I was particularly keen on a bottle deposit scheme because I’d heard good things. My brother returned from a year living in Germany waxing lyrical about their Deposit Return Scheme (DRS), under which every bottle he returned meant 22p back in his pocket.
He also said the scheme encouraged people to take responsibility for their waste, even the non-plastic items, by embedding recycling in the psyche. Surely, I thought, a similar scheme in Britain would be fantastic, with people flocking to recycle some of the estimated 13bn plastic drinks bottles we use such year.
And you can see why Gove is so keen on the scheme. With Theresa May forced to abandon half her agenda following the disastrous 2017 election, the government paralysed by Brexit and young people bunking off what seems like every other Friday to protest against climate change, here was an opportunity to boost the Conservative Party’s environmental credentials and show that the government can still act on voter’s concerns.
But nice, headline-friendly ideas do not necessarily make for successful policy. That’s why Chris Snowdon, the IEA’s Head of Lifestyle Economics, has published new analysis which looks into the scheme – and his conclusions make for uncomfortable reading for its advocates.
The scheme proposes a small deposit – ten or twenty pence – for drinks sold in disposable cans and bottles, which can be reclaimed when the containers are returned to a reverse vending machine.
My brother’s instincts were right. In Germany, which introduced its DRS in 2003, an estimated 97% of PET plastic, metal, and glass containers are recycled. But parts of the United States, Canada, and Australia have similar, or lower, recovery rates than the UK, despite having already implemented a DRS, so success is not guaranteed.
The most successful schemes – those found in Sweden and Norway – have one key difference to the UK’s situation, which is that their schemes have not been introduced on top of existing kerbside collection.
In the UK, 72% of drinks containers are already recycled by households, largely via regular waste collections, while countries which have a DRS recycle an average of 87%. So the scheme may well improve Britain’s recycling rates, but is it worth it?

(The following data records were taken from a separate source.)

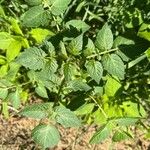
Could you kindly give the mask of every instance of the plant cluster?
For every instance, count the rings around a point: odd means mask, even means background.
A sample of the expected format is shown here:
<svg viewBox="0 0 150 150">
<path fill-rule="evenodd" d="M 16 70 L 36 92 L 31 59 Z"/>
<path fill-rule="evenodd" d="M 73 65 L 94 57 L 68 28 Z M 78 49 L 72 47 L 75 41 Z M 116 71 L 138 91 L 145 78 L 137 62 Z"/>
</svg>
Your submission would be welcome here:
<svg viewBox="0 0 150 150">
<path fill-rule="evenodd" d="M 131 125 L 142 126 L 150 136 L 144 122 L 150 111 L 148 0 L 145 5 L 136 0 L 0 4 L 5 118 L 13 108 L 19 115 L 40 119 L 32 137 L 43 148 L 59 142 L 58 124 L 100 126 L 91 144 L 110 135 L 113 142 L 133 138 L 127 128 Z M 32 93 L 43 103 L 28 105 Z"/>
</svg>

The Government’s impact assessment for the scheme estimates that setting up the DRS will cost over £1bn to set up and over £800m per year to run thereafter. On top of that, there is the cost to households of collecting and storing the empty containers, taking them to the nearest collection point, dropping them off, collecting the voucher, and then queuing somewhere else to claim the cash back.
The Government’s analysis neglects to calculate this cost, but the IEA research estimates that if it added just five minutes on to a household’s weekly chores, the financial impact would equate to £1.7bn in unpaid labour. That takes the scheme’s running costs to over £2.5bn.
And what are we getting back for our unpaid labour? According to the Government, income from the sale of the recycled materials and the savings local councils will make on reduced litter collections. Both unequivocally good things but, at £37m and £50m respectively, hardly enough to justify the enormous start-up and running costs of a DRS.
The truth is, Britain is already pretty good at recycling at home. It is the 15% of plastic and 30% of canned drinks bought outside the home and consumed on the go that the Government needs to target and officials could do this much more easily and cheaply by introducing more outdoor and high-street recycling bins, rather than take up valuable floor space in supermarkets by rolling out costly DRS machines.
Recycling is good and litter is bad, but that doesn’t mean every scheme aimed at boosting the former and reducing the latter should be implemented. Good intentions cannot be the sole driver of policy and ultimately the UK’s proposed deposit recovery scheme seems like an expensive way of achieving very little.